Women throughout history, as we know, have not been treated properly, especially when it comes to ancient times. The sources do nothing but continue to bear witness to us as in everyday life the role of women was precise and well inscribed in a framework with a thick and immutable frame.
Iconographic sources, find literary works and not only have allowed historians to deal with a subject as wide and at times even dispersed in the most punctual and orderly way possible. The limits of discourse are enlarged and increasingly overflow not only in the social and psychological but also in the historical, cultural and economic spheres.
In the period from the 7th to the 4th century BC, in reality, it could be said that the woman had a social role did not. The family nucleus on which all archaic and classical Greek society is based includes the female-only marginally. Used only for reproduction so that man had descendants, his only function was to procreate.
When we talked about marriage, it meant a simple and apathetic contract drawn up between two families, which often took on political and social characteristics. And so it will be for many other centuries of history, without considering that in some countries the marriage bond is still seen only in this context. But not only that: a man could easily commit adultery, without any consequence. The other sex in the event of treason was punished with very severe penalties, in addition to divorce and the loss of the entire estate.
The Athenian woman was a gift: together with her dowry she was – most of the time without difficulties or impediments of various types – given to her future husband who automatically became his guardian, if not even master.
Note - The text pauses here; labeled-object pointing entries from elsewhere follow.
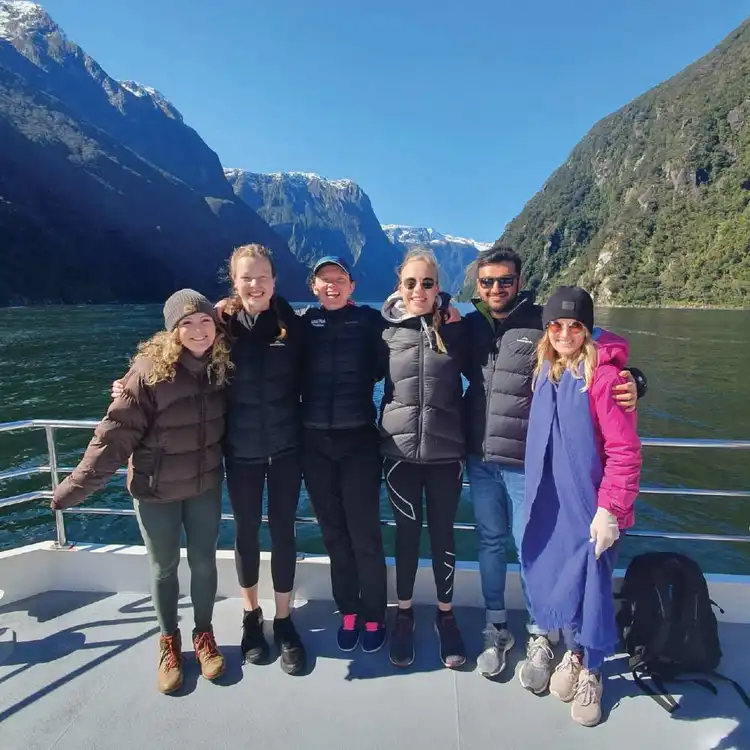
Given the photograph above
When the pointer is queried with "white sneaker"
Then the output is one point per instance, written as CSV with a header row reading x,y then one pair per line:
x,y
587,701
535,670
564,680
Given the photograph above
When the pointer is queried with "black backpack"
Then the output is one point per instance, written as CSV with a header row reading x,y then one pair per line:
x,y
668,626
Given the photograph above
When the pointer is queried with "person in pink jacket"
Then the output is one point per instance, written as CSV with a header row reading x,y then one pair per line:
x,y
583,463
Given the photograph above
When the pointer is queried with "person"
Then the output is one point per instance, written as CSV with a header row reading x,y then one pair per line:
x,y
341,453
422,444
168,423
501,336
263,447
583,463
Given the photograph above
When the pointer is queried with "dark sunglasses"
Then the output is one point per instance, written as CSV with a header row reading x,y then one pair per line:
x,y
504,282
411,283
574,326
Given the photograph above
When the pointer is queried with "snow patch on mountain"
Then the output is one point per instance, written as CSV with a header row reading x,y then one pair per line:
x,y
406,235
147,92
19,15
309,177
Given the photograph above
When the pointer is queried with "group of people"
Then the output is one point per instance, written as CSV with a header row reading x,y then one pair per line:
x,y
271,396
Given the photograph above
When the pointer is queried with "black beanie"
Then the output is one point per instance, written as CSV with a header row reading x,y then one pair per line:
x,y
184,303
570,302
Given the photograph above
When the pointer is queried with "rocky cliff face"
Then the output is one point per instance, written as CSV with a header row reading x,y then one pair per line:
x,y
320,217
652,206
103,185
454,254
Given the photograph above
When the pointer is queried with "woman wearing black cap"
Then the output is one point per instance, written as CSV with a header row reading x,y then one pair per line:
x,y
167,423
583,462
341,451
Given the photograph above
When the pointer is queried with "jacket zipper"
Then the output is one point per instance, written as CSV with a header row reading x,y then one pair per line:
x,y
488,386
333,366
153,481
202,435
421,394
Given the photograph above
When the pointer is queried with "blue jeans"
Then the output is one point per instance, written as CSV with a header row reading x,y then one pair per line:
x,y
497,492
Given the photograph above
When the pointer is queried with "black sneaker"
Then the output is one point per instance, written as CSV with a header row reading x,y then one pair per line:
x,y
293,657
452,651
254,646
402,638
348,636
373,637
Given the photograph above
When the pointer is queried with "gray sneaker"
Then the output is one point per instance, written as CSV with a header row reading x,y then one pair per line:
x,y
535,670
491,662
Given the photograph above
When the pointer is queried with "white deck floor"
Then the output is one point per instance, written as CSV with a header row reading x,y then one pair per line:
x,y
82,673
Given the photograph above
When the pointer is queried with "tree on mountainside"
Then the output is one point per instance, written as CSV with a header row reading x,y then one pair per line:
x,y
651,207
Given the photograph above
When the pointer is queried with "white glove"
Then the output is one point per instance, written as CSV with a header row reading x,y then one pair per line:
x,y
603,531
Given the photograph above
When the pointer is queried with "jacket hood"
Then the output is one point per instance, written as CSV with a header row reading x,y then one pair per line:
x,y
612,348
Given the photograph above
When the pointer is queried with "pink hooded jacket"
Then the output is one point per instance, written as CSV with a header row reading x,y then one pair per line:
x,y
617,439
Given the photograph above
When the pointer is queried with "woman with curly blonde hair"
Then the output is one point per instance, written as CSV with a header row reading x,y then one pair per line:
x,y
168,423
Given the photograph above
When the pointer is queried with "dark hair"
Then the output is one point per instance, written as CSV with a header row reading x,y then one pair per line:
x,y
499,253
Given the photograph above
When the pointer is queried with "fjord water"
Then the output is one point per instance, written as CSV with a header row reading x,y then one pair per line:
x,y
59,362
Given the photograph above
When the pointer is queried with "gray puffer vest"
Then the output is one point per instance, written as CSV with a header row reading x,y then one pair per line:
x,y
421,415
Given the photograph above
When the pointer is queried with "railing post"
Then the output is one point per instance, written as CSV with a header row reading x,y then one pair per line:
x,y
52,451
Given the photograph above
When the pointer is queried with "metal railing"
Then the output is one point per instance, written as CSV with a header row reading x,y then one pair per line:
x,y
54,471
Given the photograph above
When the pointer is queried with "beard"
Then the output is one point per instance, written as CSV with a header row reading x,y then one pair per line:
x,y
504,305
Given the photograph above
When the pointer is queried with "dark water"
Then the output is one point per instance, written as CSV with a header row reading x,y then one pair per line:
x,y
59,363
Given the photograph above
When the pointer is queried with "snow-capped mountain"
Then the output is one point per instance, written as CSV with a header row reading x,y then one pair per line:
x,y
115,195
426,235
453,253
317,217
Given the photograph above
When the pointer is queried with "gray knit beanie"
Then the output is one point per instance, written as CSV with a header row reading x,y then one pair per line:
x,y
184,303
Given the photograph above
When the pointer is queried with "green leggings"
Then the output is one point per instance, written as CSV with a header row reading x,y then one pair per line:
x,y
161,525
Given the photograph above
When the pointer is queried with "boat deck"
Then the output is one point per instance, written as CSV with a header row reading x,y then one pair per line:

Child support and home care were what a woman devoted herself to her whole life. The role of the husband, the owner of the house and all the assets of the family is completely different. The only man could do business, work and have a social life. This was forbidden to the fair sex.
The Oikos – a Greek term for the house – also outlines its content, land and cattle, all under the control and administration of the woman. Loyalty, respect and observance must have been characteristics of the wife towards her husband. Obviously, however, the pact provided for a commitment on one side only, the man was freer to do what he wanted.
Thus his wife devoted herself to weaving, to the organization of banquets – to which she could not participate at all – and spent her entire day on the gynaeceum, a special room in which she often spent her free time often with her children and others slaves who lived with her.
But here is an exception: the woman was allowed to leave the house for religious holidays. Only here he had equal human rights. Not only could he actively participate, but also be elected priestess and thus play a fundamental role in the performance of the ceremonies. At the same time, however, their social and political rights remained non-existent.
But the situation changes dramatically marrying the focus on another city: in Sparta women enjoyed greater freedom. Not only did they have easier access to education than Athenian ones, but they could also afford to overlook and not worry about the house or the development and maintenance of children. And so the Spartans attend gymnasiums, have fun, dance and participate in the social life of the city.
Xenophon writes in the legislation of Lycurgus that the Spartan society gave women more freedom, but on condition that it too was in any case well defined: it is said that they were obliged to follow a diet almost exclusively based on cereals, while the wine I was a great taboo food.
The city that based its fame on the strength and physicality of its citizens allowed the fairer sex to access the same gymnastic workouts designed for men. Even women had to base their power on the strength of their bodies. All this certainly aroused much criticism but at the same time also envied rival cities.
The only truly free women were the ἑταίραι. Sexual performance, companionship and relationships were what the ethereal offered to man. For the most part liberated slaves or foreign women they were born with this role already on them because since they were small they were instructed in this direction. They sang, danced, performed in front of everyone and had access to banquets, even the most reserved ones.
We are still very far from the recognition of the woman with her role and her deserved dignity, but the presence of these ethereal ones shows, after all, that as much as a society can be oppressive and limiting towards the fairer sex, there is always a small component that opposes everything. The exception that confirms the rule.